AAC Tech shares rose 4.5 percent on the news, with short selling volume accounting for 29.9 percent of turnover, signaling investor conviction in the company's thermal management pivot. The MEMS piezoelectric approach offers a fundamentally different cooling mechanism than traditional heat sinks or vapor chambers — using thin-film piezoelectric actuators to drive micro-scale airflow directly over heat-generating components. If successfully commercialized, the technology could capture a portion of the growing thermal management market for AI devices, where rising chip power densities are outpacing passive cooling solutions.
Thermal management as a competitive moat
The cooling challenge in AI hardware is intensifying. Smartphone application processors now exceed 10 watts of sustained power draw during AI inference tasks, while XR headsets require silent, compact cooling solutions that traditional fans cannot provide. Server liquid cooling, another target application, is projected to become a multi-billion-dollar market as data center operators race to cool AI accelerators drawing 700 watts or more per chip.

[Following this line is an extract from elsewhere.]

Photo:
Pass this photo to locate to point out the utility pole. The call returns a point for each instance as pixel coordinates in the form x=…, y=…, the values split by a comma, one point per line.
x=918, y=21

AAC Tech's existing acoustic and haptic component relationships with major smartphone makers give it an established distribution channel for the CoolFan series. The company did not disclose pricing or unit volume targets for the chip, but the MEMS piezoelectric approach can be integrated at the board level with minimal height addition — a critical advantage in thin-form-factor devices.
The broader competitive landscape includes traditional thermal solution providers such as AVC and Furukawa Electric, as well as emerging MEMS-based cooling startups. AAC Tech's ability to leverage its existing manufacturing scale and customer relationships in the smartphone supply chain could accelerate adoption relative to unproven entrants.
AAC Tech trades on the Hong Kong Stock Exchange at a price-to-earnings multiple in line with other Chinese components suppliers. The CoolFan series represents a potential new revenue stream beyond the company's core acoustics and haptics businesses, which have faced margin pressure amid smartphone market maturation. If the MEMS piezoelectric cooling technology achieves the production timeline the company outlined, it could begin contributing to revenue by the second half of 2027, with broader adoption dependent on customer qualification cycles and competitive pricing versus established thermal solutions.
This article is for informational purposes only and does not constitute investment advice.